Meantime, Low Tide Properties continues to work towards building Lab 29, a 218,000-square-foot building proposed for 1629 Scotia St.
"We are waiting for our final permit from the City of Vancouver, which we anticipate to receive in the summer," Adam Mitchell, vice-president, asset management and development with Low Tide, told RENX in an interview.
"We would be able to break ground on that project shortly thereafter . . . but that will certainly depend on the leasing philosophy we have going at the time and interest in the building."
Mitchell said the building is designed specifically for life science users with wet or dry laboratory requirements.

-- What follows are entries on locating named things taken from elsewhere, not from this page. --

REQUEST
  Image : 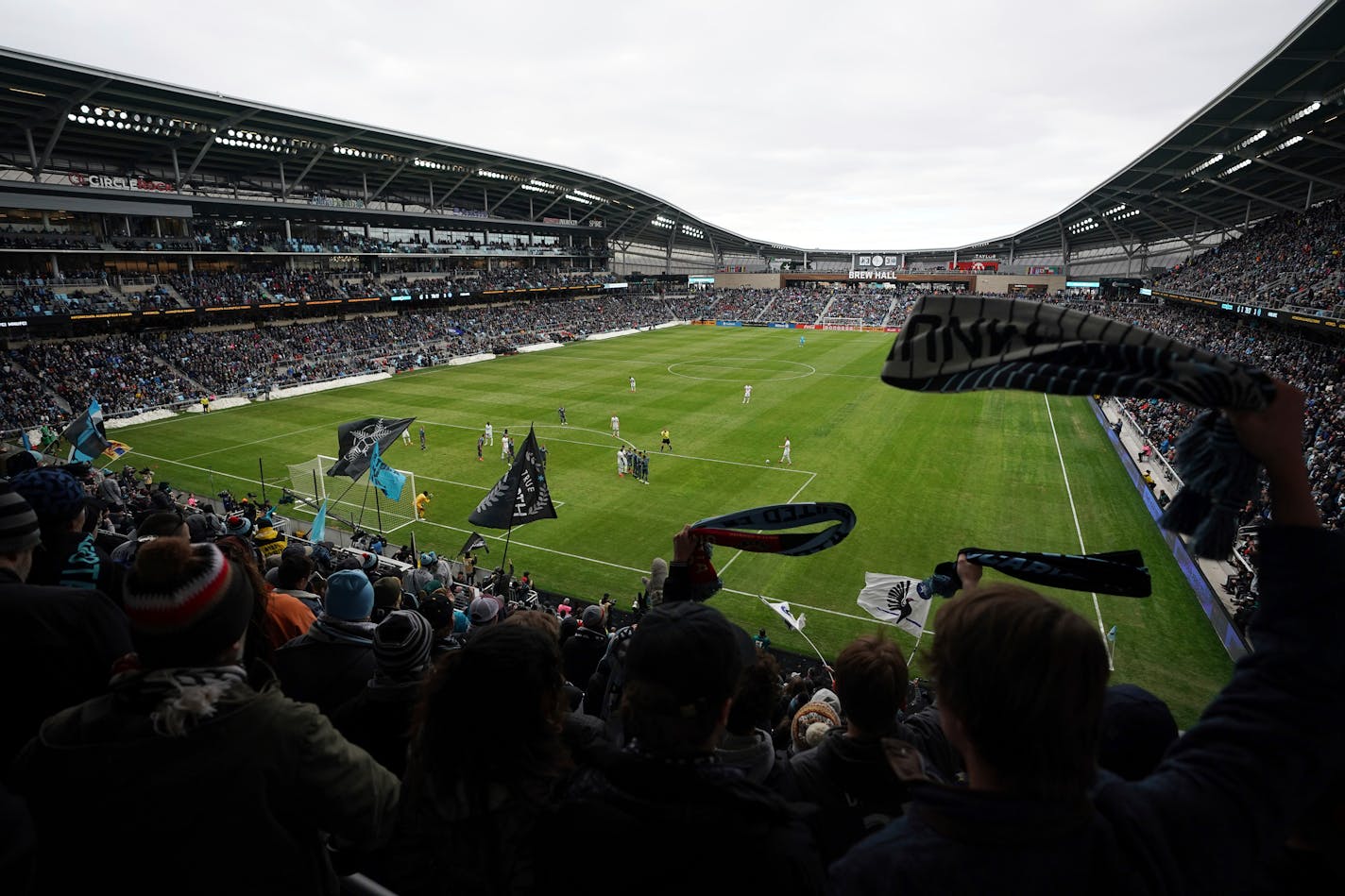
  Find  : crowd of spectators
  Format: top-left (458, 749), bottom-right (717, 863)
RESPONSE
top-left (7, 335), bottom-right (194, 416)
top-left (1154, 199), bottom-right (1345, 316)
top-left (1094, 304), bottom-right (1345, 529)
top-left (0, 400), bottom-right (1345, 896)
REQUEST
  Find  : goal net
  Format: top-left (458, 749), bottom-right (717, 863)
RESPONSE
top-left (818, 317), bottom-right (863, 330)
top-left (280, 455), bottom-right (416, 532)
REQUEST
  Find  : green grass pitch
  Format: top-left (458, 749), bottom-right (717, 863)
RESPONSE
top-left (114, 327), bottom-right (1231, 728)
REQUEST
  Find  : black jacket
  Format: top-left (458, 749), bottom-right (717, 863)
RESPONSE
top-left (0, 569), bottom-right (133, 775)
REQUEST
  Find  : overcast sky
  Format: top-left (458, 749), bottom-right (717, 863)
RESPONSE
top-left (0, 0), bottom-right (1317, 249)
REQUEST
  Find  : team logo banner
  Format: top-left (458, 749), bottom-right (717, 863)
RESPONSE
top-left (859, 573), bottom-right (930, 637)
top-left (327, 417), bottom-right (416, 479)
top-left (467, 427), bottom-right (555, 529)
top-left (60, 399), bottom-right (111, 460)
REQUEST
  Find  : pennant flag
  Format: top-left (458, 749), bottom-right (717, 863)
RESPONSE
top-left (761, 598), bottom-right (805, 631)
top-left (308, 500), bottom-right (327, 545)
top-left (457, 532), bottom-right (491, 557)
top-left (368, 441), bottom-right (406, 500)
top-left (882, 295), bottom-right (1275, 557)
top-left (327, 417), bottom-right (416, 479)
top-left (60, 399), bottom-right (108, 460)
top-left (102, 439), bottom-right (132, 460)
top-left (924, 548), bottom-right (1152, 598)
top-left (467, 427), bottom-right (555, 529)
top-left (859, 573), bottom-right (929, 637)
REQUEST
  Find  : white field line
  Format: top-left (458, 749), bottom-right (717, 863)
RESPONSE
top-left (1041, 393), bottom-right (1116, 670)
top-left (183, 419), bottom-right (331, 460)
top-left (416, 420), bottom-right (816, 473)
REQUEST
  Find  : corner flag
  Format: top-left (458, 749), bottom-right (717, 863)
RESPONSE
top-left (467, 427), bottom-right (555, 529)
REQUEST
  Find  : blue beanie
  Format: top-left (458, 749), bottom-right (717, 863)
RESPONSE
top-left (9, 466), bottom-right (85, 523)
top-left (323, 569), bottom-right (374, 621)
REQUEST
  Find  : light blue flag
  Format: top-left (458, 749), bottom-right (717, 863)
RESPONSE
top-left (368, 441), bottom-right (406, 500)
top-left (308, 500), bottom-right (327, 545)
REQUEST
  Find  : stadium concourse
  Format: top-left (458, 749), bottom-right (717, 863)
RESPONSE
top-left (0, 1), bottom-right (1345, 896)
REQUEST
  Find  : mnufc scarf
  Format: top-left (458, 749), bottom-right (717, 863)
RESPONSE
top-left (920, 548), bottom-right (1152, 598)
top-left (690, 503), bottom-right (856, 600)
top-left (882, 295), bottom-right (1275, 557)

About 30% of the building will be for general office use.
Low Tide already has a substantial life science portfolio and sees unmet demand locally for lab space, Mitchell said. "So (the) space out there is predominantly filled and these companies are now looking at their growth plans and asking us 'What do we have in our development pipeline?' "
The prospects to fill this space in the coming years remain strong despite the elevated local office vacancy, meaning that most of these projects should complete as planned, Buntain said.
"I think we're going to see the macroeconomic position get a little brighter," Buntain said.
"There's been a lot of companies sitting on the sidelines as a result of the impacts of COVID and remote work and . . . of course, with the interest rate hike, we've seen companies kind of pull back on spending."
The situation is also cyclical, said Buntain, who added his firm expects demand for office and tech space to normalize.
"I think we're going to see a number of these projects come to fruition and get built . . . and it's just going to continue to foster (growth) in that area."
False Creek Flats Plan attracting creative occupiers
The 2017 False Creek Flats Plan identified this area as a "creative canvas," Mitchell said, noting the arrival of Emily Carr University of Art and Design’s campus on Great Northern Way in 2017 was a step forward.
Users like that are solidifying the plan, which aims to eventually add up to 30,000 jobs in the district. Mitchell said the opening of the Broadway Subway line in 2026 will also help.
St. Paul's represents another anchor, Mitchell agreed. The new hospital is "going to shift the centre of gravity of the city substantially eastward, or at least more so than any previous project has done."
It will bring jobs, property development and more people in the 20-35 age range moving into new housing projects that also emerge in and around the district, Mitchell said.
It's important to remain flexible in how the area is perceived and described.
"We just don't know where things are going,” Mitchell said, adding the development pipeline will ultimately fall in line with where the economy (and user demand) takes us.